Donald Trump declaró que había anulado en el último minuto ataques contra Irán para evitar un alto balance de pérdidas humanas.

 

El 10 de julio, la marina militar iraní intentó, según Reino Unido, "impedir el paso" de un petrolero británico en el estrecho de Ormuz. Los Guardianes de la Revolución negaron cualquier "confrontación" con navíos extranjeros.

 

El incidente se produjo después de que el presidente iraní, Hasan Rohani, advirtiera a Reino Unido de "consecuencias" por haber capturado a un petrolero iraní el 4 de julio en Gibraltar.

 

El 18 de julio, los Guardianes de la Revolución anunciaron que mantenían retenido a "un carguero extranjero", según ellos, sospechoso de "contrabando" de combustible en el Golfo.

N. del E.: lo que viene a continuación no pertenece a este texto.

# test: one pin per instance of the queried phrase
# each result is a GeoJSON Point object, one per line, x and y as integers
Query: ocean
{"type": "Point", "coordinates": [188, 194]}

El buque- cisterna fue interceptado el 14 de julio "al sur de la isla [iraní] de Larak", en el estrecho de Ormuz.

 

El mismo día, Trump anunció que Estados Unidos abatió a un dron iraní en el estrecho de Ormuz porque se acercaba peligrosamente de un navío estadounidense.

 

Según el presidente estadounidense, que llamó a los otros países a "condenar a Irán" y a proteger sus propios buques, el dron se acercó a menos de 1.000 metros del navío USS Boxer, que emprendió "una acción defensiva".